De ces rencontres naîtront différentes choses, parmi lesquelles la SCOP Le Pavé. Crée en 2007, elle s’est auto-dissoute en 2014 face à la difficulté de faire face à la pression liée à l’enthousiasme qu’elle a suscité, notamment avec ses désormais fameuses Conférences gesticulées.
Mais le Pavé et les autres ont remis au goût du jour l’idée d’éducation populaire. Le mot a même tendance à devenir un mot-clef, à glisser impérativement dans son dossier de demande de subvention.
Ressuscitée, aussitôt aseptisée ? Ce qui est certain, c’est qu’un mot ne suffit pas à changer des pratiques associatives aujourd’hui prisonnières de leur modèle économique et du fonctionnement court-termiste et dépolitisé des financements par appels à projets.
Et aujourd’hui ?
Si l’éducation populaire existe, et si elle n’a jamais cessé d’exister, c’est dans ses multiples formes, et non dans sa confiscation par des associations se réclamant d’un label ministériel « Jeunesse et Éducation Populaire ».

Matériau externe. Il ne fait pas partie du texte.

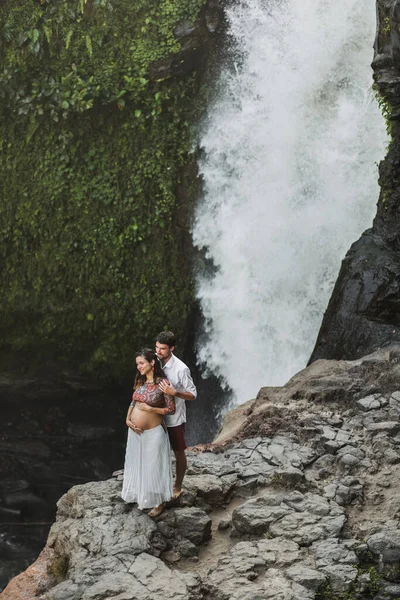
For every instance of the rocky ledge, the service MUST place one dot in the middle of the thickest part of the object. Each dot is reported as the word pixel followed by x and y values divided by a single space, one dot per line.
pixel 298 499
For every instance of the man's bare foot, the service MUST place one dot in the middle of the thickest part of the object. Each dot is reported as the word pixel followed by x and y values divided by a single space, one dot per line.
pixel 157 510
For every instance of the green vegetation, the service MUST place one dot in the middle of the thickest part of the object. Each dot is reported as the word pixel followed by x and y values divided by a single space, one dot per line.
pixel 325 592
pixel 95 136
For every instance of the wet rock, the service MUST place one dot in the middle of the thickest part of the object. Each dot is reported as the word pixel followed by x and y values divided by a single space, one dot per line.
pixel 90 432
pixel 309 578
pixel 301 518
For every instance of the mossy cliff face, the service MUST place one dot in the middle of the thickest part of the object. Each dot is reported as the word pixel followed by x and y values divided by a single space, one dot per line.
pixel 97 101
pixel 364 310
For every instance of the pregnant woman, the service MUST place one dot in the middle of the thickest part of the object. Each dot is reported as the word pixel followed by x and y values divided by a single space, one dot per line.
pixel 147 470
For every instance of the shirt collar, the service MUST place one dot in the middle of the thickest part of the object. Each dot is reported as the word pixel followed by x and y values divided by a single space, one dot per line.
pixel 170 363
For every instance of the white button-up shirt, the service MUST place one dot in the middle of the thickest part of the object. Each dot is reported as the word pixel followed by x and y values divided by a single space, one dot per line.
pixel 179 375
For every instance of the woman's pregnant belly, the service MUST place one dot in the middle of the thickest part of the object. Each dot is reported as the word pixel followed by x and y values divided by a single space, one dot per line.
pixel 144 419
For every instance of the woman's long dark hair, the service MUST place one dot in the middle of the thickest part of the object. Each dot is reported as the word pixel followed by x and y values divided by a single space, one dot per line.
pixel 149 355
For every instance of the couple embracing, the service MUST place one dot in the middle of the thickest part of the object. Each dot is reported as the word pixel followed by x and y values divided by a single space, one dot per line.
pixel 156 422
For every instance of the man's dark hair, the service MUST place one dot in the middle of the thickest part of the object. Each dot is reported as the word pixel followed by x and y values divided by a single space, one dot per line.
pixel 166 337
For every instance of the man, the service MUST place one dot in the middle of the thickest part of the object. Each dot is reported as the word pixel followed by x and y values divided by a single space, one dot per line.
pixel 180 385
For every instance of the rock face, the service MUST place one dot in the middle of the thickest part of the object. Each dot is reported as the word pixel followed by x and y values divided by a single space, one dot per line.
pixel 363 313
pixel 308 510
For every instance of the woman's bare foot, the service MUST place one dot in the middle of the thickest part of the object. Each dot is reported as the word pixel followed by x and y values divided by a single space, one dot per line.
pixel 157 510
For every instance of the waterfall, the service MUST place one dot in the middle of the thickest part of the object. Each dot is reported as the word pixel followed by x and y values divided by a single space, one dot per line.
pixel 290 146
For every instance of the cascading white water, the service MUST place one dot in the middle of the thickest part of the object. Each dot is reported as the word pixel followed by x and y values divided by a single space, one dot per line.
pixel 290 177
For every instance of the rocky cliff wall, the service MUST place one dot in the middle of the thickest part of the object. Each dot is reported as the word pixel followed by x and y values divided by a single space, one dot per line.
pixel 97 100
pixel 298 500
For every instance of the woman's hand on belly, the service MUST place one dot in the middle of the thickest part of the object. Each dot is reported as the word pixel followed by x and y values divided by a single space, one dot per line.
pixel 145 419
pixel 134 427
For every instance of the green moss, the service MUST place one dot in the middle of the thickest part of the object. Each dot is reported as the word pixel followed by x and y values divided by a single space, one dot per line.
pixel 59 568
pixel 93 142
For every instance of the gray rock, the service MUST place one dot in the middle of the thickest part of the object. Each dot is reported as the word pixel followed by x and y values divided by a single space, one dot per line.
pixel 391 427
pixel 309 578
pixel 301 518
pixel 341 577
pixel 369 403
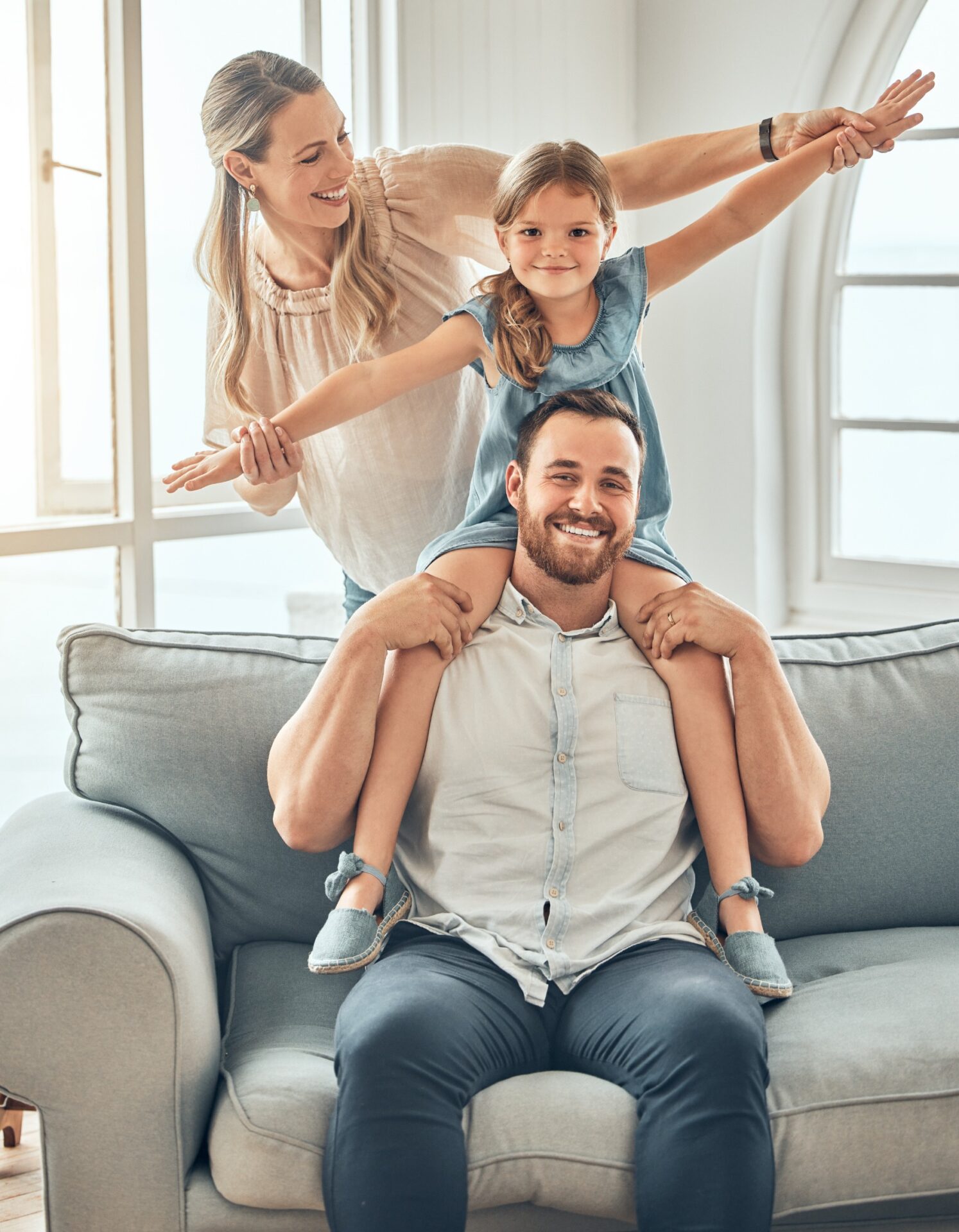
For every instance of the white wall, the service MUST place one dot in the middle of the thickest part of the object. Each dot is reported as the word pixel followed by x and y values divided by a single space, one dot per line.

Elle existe partout où on mène une action en faveur de la conscientisation, de l’émancipation, du développement de la puissance d’agir et de la transformation sociale : dans les syndicats, dans les structures éducatives qui mettent en œuvre des pédagogies alternatives, dans les entreprises qui fonctionnent en autogestion, dans le travail social quand il n’est pas conçu comme un travail de contrôle social, etc.